I'm making progress on the Mock Croc. As you can see, I've turned the heel on sock #2 and seem to be plodding right along. Next pair in the queueueueueueueueuue is a pair in navy blue for Dr. Sanders. She wears a size 7 shoe, so I figure that the circumference should be about 8 1/4" and the length of the foot about 9 1/2". I'm only guessing because her feet live in Nashville. That's the best working measurements I've come up with so far. So, as soon as the Mock Croc are done, these are immediately next.
After that comes the next promised pair. Those are going to be huge. Not nearly as huge as my dear and darling husband's foot sweaters, but still huge. You see, for Bardic Olympics this Ostara, I made a sock certificate. Remember this? Scroll down all the way to the bottom and read the last two sentences. Now guess who won the sock certificate. headdesk
Do not name the well from which you will not drink.

Tuesday, April 03, 2007

Quickie update today. Right now, I've got three things on the needles.

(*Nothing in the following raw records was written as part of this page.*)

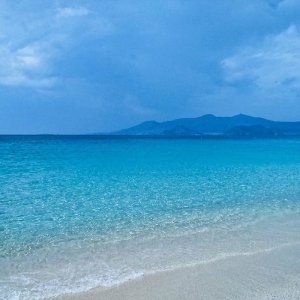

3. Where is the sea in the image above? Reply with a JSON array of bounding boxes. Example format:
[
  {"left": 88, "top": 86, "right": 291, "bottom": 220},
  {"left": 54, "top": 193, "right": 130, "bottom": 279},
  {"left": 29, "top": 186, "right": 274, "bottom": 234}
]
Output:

One thing for each level of stupid.
  1. Plain Brown hat in Jesspun yarn (stupid level: extreme)
  2. Kell's socks in Knitpicks Essential, black (stupid level: moderate)
  3. Flowerbasket Shawl in Knitpicks Shadow, lost lake (stupid level: minimal)
There's been a lot of hat knitting lately, but I'm making progress on the socks as well. The shawl is kind of crawling along, possibly because my stupid level hasn't gotten to minimal for some time. Today is tuesday, and tuesday is for spinning (so the Harlot says and it sounded like a plan to me). I'm thinking that I'll be doing some spindle spinning today so that I can have more yarn for the warp. I've researched loom design and it seems to be coming along rather well. I've about decided on a warp-weighted loom. I think it's probably the simplest design with the best means for keeping tension. I don't have a picture of my design sketches (pencil doesn't photograph well), but I think it's a good design and will be functional when it's put together.